Locally, I have seen bath salts recently banned – because the good legislators realize what a threat they pose to moist, supple skin?  No, because people with nothing better to do were mashing the salts and then snorting them to get high.  Brilliant.  So, ostensibly, to lower healthcare costs and prevent otherwise idiotic people from snorting their beauty products – no bath salts for anyone!  It is a good thing that the active ingredients that cause the highs are not found in anything else, or the government will have to start banning things like blush or Chapstick.  Also, I am pretty sure that the strung out people, so desperate for their fix will not turn to either something far stronger or more damaging, to get that fix.

In cities across the nation, local governments have taken it upon themselves to ban the use of trans-fats in foods.  Whether or not anyone has weighed the healthcare money saved by cleaning up greasy spoons, and weighed it against the costs of the real junk food junkies who might drive out of the locality to get their junk food fix, or simply eat something as bad from a bag, is unknown to me.  New York has passed a slew of laws, trying to force people to act one way or another.  Already seeing $5+ packs of cigarettes still being bought and smoked, they thought it would be a good idea to try to ban the actual act of smoking them nearly everywhere that they could.  Sounds great, right – I mean who wants to suck some hacking, coughing, phlegm-y, smoker’s breath, right?  So in the name of those put out by attending places that they know will have smokers, they have decided that their own rights are more important than the smokers’.

Senator Caveman

Senator Gront - (I) OH , sitting on the set of Meet the Press where he fielded tough questions about fire and mammoth-spear regulation.

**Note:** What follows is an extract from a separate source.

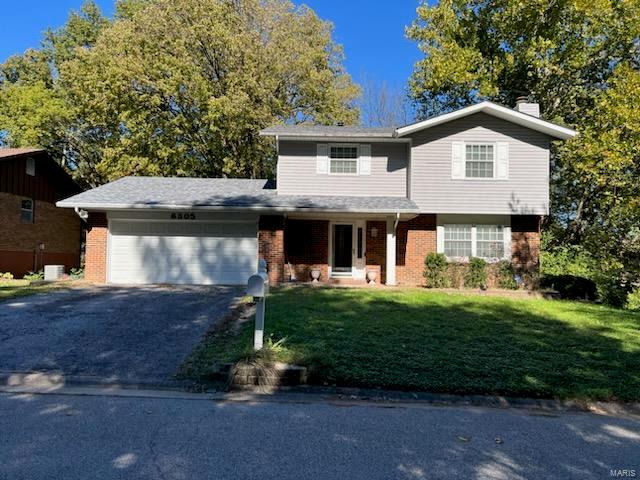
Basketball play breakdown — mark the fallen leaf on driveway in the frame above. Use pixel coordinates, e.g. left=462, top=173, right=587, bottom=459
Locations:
left=457, top=436, right=471, bottom=442
left=495, top=437, right=504, bottom=444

All these rules seem to be simply designed to affect behaviors.  The biggest gripe I have, besides the obvious treading upon rights, is the enforcement mechanisms for the usually asinine government plans.  Either an existing entity, local or state police, or a newly invented body, must enforce these rules from on high.  If it is the existing entity – is this really a good way to change the way they spend their time?  If it’s a newly invented entity, is it really a good thing to waste money on?  The thing is, far too often, to me, there is no entity more subject to the laws of unintended consequence, than government.  Pass something, then maybe the people will not whine too loudly about it, and then pass some more.  No problem — heck, a caveman could do it (and haven’t the Weiner and Lee scandals proven that?)